Mein Gehirn ist mehr als nur sterblich, wie die Zeit zeigen wird; wenn meine Gesundheit mir nur erlaubt, die verschiedenen Ziele zu verfolgen, die ich vor mir sehe.
Hintergrund & Bedeutung
Ada Lovelace verfasste diese Zeilen im Jahr 1844 in einem Brief an ihre Mutter, Lady Byron, zu einer Zeit, in der sie sich intensiv mit den theoretischen Möglichkeiten der 'Analytical Engine' von Charles Babbage auseinandergesetzt hatte. Trotz chronischer gesundheitlicher Probleme und der gesellschaftlichen Einschränkungen für Frauen in der viktorianischen Wissenschaftswelt war Lovelace von der Tragweite ihrer intellektuellen Arbeit überzeugt. Der Brief spiegelt ihr Ringen um Anerkennung und die Frustration darüber wider, dass ihr physischer Zustand oft hinter ihrem monumentalen geistigen Tatendrang zurückblieb. Die Aussage offenbart Lovelaces tiefes Selbstbewusstsein bezüglich ihrer mathematischen Intuition, die sie selbst als 'poetische Wissenschaft' bezeichnete. Sie verstand, dass ihr Geist Konzepte erfasste, die weit über das zeitgenössische Verständnis hinausgingen – insbesondere die Vision, dass Rechenmaschinen nicht nur Zahlen, sondern Symbole und Musik verarbeiten könnten.

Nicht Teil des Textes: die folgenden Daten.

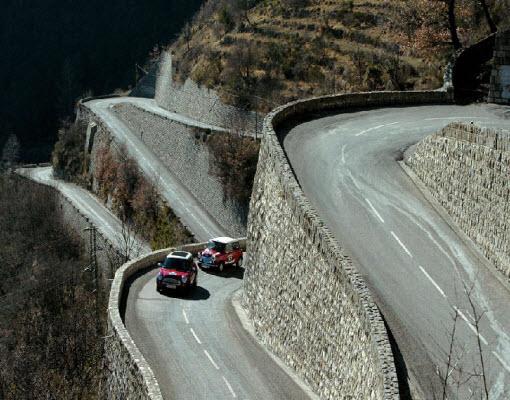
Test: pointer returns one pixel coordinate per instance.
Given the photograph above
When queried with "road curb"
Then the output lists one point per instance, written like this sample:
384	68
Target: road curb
453	225
247	325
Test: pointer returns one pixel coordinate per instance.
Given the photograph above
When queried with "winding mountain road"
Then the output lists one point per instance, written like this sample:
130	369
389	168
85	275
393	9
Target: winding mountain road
197	346
410	257
183	203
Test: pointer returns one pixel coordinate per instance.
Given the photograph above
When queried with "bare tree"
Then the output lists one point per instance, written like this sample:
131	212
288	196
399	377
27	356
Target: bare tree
452	24
10	151
488	17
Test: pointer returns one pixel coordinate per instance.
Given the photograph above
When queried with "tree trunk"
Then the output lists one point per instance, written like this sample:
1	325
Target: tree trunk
488	17
453	25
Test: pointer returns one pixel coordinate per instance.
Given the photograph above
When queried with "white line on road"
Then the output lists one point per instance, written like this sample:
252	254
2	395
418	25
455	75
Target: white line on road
195	335
374	128
210	359
470	325
432	281
375	211
229	387
503	363
448	118
185	316
401	244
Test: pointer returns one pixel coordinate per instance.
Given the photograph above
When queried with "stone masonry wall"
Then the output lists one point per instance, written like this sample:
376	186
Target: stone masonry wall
200	103
188	157
467	169
307	301
500	77
105	252
130	376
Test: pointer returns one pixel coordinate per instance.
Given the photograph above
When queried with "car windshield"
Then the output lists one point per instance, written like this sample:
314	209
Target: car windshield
216	246
176	263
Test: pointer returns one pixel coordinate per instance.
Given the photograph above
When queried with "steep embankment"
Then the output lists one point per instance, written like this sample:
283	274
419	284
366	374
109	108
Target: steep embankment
287	49
467	169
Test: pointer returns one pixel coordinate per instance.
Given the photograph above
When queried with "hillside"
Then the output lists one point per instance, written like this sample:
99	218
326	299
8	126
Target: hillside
284	49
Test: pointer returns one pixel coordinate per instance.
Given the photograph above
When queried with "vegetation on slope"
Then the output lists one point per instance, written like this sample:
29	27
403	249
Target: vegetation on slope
281	50
54	51
50	337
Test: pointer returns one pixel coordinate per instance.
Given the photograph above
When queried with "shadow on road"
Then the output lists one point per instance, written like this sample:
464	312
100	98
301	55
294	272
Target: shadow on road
229	272
198	293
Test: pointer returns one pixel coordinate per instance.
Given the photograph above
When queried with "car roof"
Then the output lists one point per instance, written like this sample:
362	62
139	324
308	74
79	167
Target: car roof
224	239
184	255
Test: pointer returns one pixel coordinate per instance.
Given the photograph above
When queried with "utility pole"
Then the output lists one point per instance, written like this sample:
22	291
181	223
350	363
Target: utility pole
93	267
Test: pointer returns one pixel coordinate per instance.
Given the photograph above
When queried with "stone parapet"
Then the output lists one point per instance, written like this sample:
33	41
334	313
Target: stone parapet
467	168
129	375
201	103
308	303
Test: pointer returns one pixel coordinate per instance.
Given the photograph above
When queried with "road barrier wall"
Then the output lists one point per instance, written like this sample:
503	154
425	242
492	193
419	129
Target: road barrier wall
106	254
184	151
467	169
199	102
129	375
308	303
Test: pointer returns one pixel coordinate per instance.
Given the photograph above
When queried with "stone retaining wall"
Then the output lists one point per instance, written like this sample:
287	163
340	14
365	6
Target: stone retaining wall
184	152
500	77
467	169
307	301
200	103
129	375
106	253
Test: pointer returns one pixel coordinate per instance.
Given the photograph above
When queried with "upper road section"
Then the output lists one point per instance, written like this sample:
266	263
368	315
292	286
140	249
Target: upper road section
180	199
410	257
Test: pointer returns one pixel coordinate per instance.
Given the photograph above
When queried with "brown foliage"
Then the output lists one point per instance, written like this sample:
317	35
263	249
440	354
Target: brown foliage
68	154
48	330
234	162
136	201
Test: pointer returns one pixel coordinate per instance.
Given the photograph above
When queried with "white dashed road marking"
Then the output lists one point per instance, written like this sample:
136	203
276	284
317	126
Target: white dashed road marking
432	281
195	336
502	362
211	359
401	244
229	387
375	127
470	325
375	211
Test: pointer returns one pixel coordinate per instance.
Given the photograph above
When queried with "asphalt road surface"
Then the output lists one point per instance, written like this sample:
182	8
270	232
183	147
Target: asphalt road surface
410	257
180	199
197	346
102	218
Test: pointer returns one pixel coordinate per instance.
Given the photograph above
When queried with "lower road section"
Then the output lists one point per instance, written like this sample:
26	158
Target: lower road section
196	345
414	262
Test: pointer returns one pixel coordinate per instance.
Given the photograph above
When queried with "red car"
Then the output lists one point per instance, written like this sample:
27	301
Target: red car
221	252
177	272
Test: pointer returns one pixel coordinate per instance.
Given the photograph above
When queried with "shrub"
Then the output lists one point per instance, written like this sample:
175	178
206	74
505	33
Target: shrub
52	342
234	162
68	154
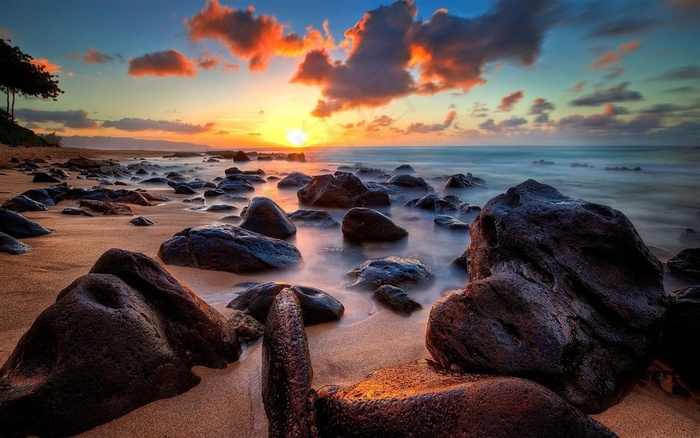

Das 'Übersterbliche' bezieht sich hierbei auf die Zeitlosigkeit ihrer logischen Entdeckungen, die sie als ein Vermächtnis ansah, das die Grenzen ihrer eigenen Existenz und Epoche überschreiten würde. Heute gilt dieses Zitat als ikonisches Zeugnis für den visionären Geist in der Informatik und wird häufig in der Wissenschaftsgeschichte sowie im feministischen Diskurs herangezogen. Es dient als Symbol für den Triumph des Intellekts über körperliche Gebrechlichkeit und gesellschaftliche Barrieren. In der modernen Popkultur und Technikphilosophie wird es oft zitiert, um Lovelace als erste Programmiererin zu würdigen, deren Weitsicht die Grundlagen des digitalen Zeitalters vorwegnahm.